No entanto, não tendo sido inicialmente desenhados para essa função, também é facil de supor que embora pudessem utilizar a sua manobrabilidade para enfrentar navios portugueses de menor porte, como caravelas e caravelões, eles seriam sempre inferiores em termos de armamento às Naus, Carracas e Galeões.

Já na segunda e terceira décadas do século XVI, sabe-se que ainda que em pequenos numeros, os portugueses introduziram um novo tipo de navio, que não tendo vingado a longo prazo, poderia explicar as vitórias consecutivas dos portugueses no mar naquele periodo.
Trata-se da chamada caravela de armada (que designamos como da Caravela de Guerra), a qual juntava um elevado poder de fogo a uma grande mobilidade que lhe era conferida pela configuração do seu aparelho vélico.
Perante uma caravela-de-armada nenhum navio deste tipo teria qualquer hipotese de sobrevivência.

É a partir do momento em que começa a haver referências às caravelas-de-armada, que deixa de haver referência aos navios de grande porte das potências do Índico.

Com a Caravela de Armada, as frotas árabes, mesmo armadas com Ghangas ou Baghalas enfrentariam um navio muito melhor armado, que além do mais era tão rápido, quando não mais rápido que eles.

O fim do grandes Dhow como navios oceânicos

Com a total superioridade da artilharia das Carracas e Naus de Portugal, aliada à superior manobrabilidade das Caravelas ficou marcado o fim do domínio árabe no Oceano Índico.
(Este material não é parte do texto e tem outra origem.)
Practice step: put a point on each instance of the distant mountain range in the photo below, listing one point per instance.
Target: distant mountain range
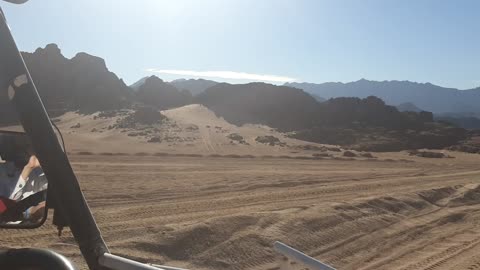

Os turcos e egipcios, conseguiram impedir a entrada portuguesa no Mar Vermelho, utilizando alguns navios de alto bordo, mas rapidamente os portugueses se desinteressaram dessa rota, quando começaram a explorar o comércio com a China e o Japão.

Os portugueses também poderão ter utilizado navios deste tipo, nomeadamente apresados, mas a sua utilização só poderia ocorrer por falta absoluta de navios de concepção portuguesa, vistos como superiores em todos os aspectos.

As Ghanga e as Baghala continuaram a ser utilizadas apenas como navios costeiros, sendo construidos poucos desde que foi estabelecido o domínio europeu no Índico.


Informação genérica:
As origens da Caravela são normalmente associadas ao navios ligeiros utilizados no mediterrâneo, especialmente os navios de origem árabe que utilizavam vela triangular.

As origens mais remotas no mediterrâneo encontram-se nas embarcações de um povo árabe, conhecido como «Nabateus» que habitavam na costa do Mediterrâneo oriental e do Mar Vermelho. Estes árabes, utilizavam os tradicionais «Dhows»[1] da peninsula arábica, em várias versões, entre as quais se encontravam navios de vela triangular com um pequeno castelo de popa.

O Dhow e a chamada Caravela latina, partilham a vela triangular e a grande manobrabilidade como principal característica.

A estrutura do navio e forma de construção é no entanto diferente consoante se trate de construção mediterrânica, atlântica ou índica.

A enorme vantagem dos Dhows e das Caravelas que foram utilizados como navios de transporte, de pesca mas também de guerra estava na manobrabilidade e não na sua capacidade de transportar armamento.



[1]Designação para quase todo o tipo de embarcação árabe que no entanto é contestada, dado não só terem existido os navios de grande porte (ver Ghanga e Baghala) como ainda vários outros tipos de navios com diferentes denominações e configurações. Não se tratava no entanto de navios com capacidade militar.